このため、フラグメント化はパケットロスに弱いという問題があります。

IPv6におけるフラグメント化

IPv6では途中ルーターはフラグメント化しない

IPv6では、IPv4とは考え方が異なります。

IPv6では、途中のルーターはパケットをフラグメント化しません。

必要な場合は、送信元ホストがFragment Headerを使ってフラグメント化します。

項目 IPv4 IPv6
途中ルーターによるフラグメント化 あり得る しない
フラグメント化する主体 送信元またはルーター 送信元のみ
再構成する主体 受信先ホスト 受信先ホスト
MTU超過時の扱い DFなしなら分割され得る ルーターはPacket Too Bigを返す

IPv6では最小MTU 1280バイトが重要

IPv6では、最小MTUとして 1280バイト が重要です。

IPv6の各リンクは、少なくとも1280バイトのIPv6パケットを配送できることが前提とされています。

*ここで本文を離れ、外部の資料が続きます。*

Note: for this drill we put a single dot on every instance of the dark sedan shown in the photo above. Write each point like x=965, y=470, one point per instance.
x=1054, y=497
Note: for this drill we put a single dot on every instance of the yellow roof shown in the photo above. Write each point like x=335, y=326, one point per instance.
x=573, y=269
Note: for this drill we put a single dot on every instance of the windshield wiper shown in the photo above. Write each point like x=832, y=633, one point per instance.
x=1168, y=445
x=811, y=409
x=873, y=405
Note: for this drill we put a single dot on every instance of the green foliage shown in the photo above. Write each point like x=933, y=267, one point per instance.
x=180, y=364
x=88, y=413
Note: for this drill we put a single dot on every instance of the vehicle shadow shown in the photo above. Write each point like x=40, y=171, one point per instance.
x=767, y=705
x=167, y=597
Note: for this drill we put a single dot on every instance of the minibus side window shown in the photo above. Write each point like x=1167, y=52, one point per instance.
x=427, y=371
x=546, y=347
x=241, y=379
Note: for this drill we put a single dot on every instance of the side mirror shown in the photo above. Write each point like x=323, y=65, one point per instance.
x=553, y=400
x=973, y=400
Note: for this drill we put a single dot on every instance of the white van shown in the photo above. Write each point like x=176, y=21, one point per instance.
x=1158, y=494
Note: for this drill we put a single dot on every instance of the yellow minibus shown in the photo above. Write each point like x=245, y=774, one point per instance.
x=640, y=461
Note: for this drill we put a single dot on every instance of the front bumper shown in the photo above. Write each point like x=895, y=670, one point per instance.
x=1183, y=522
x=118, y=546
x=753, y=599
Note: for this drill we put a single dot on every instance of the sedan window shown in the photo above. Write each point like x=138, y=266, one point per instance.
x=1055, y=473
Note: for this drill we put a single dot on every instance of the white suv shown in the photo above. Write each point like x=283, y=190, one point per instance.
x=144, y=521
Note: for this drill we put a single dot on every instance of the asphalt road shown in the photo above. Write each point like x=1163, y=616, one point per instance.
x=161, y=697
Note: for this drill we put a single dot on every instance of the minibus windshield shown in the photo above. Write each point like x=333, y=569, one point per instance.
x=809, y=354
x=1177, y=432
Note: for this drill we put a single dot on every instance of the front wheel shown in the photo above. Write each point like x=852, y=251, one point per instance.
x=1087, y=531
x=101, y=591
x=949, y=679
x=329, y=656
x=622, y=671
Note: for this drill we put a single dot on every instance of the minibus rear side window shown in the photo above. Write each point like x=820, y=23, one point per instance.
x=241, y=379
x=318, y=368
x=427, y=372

そのため、IPv6では送信元が経路上のMTUを考慮し、必要に応じて送信サイズを調整します。

Packet Too Bigメッセージ

IPv6でパケットが大きすぎて通過できない場合、ルーターはそのパケットを破棄し、送信元へ ICMPv6 Packet Too Big メッセージを返します。

送信元はこのメッセージをもとに、より小さいサイズでパケットを送るように調整します。

Path MTU Discoveryとは

経路上で通過できる最大サイズを調べる仕組み

Path MTU Discovery は、通信経路全体で通過できる最大パケットサイズを調べる仕組みです。

通信経路には、複数のネットワークが含まれることがあります。

送信元
  ↓ MTU 1500
ルーターA
  ↓ MTU 1400
ルーターB
  ↓ MTU 1280
受信先

この場合、経路全体で安全に通過できる最大サイズは1280バイトです。

Path MTU Discoveryを使うことで、送信元は経路上の最小MTUに合わせてパケットサイズを調整できます。

IPv4でのPath MTU Discovery

IPv4では、DFフラグを立てたパケットを送信します。

途中のルーターでMTUを超える場合、そのルーターはパケットを破棄し、送信元へICMPエラーを返します。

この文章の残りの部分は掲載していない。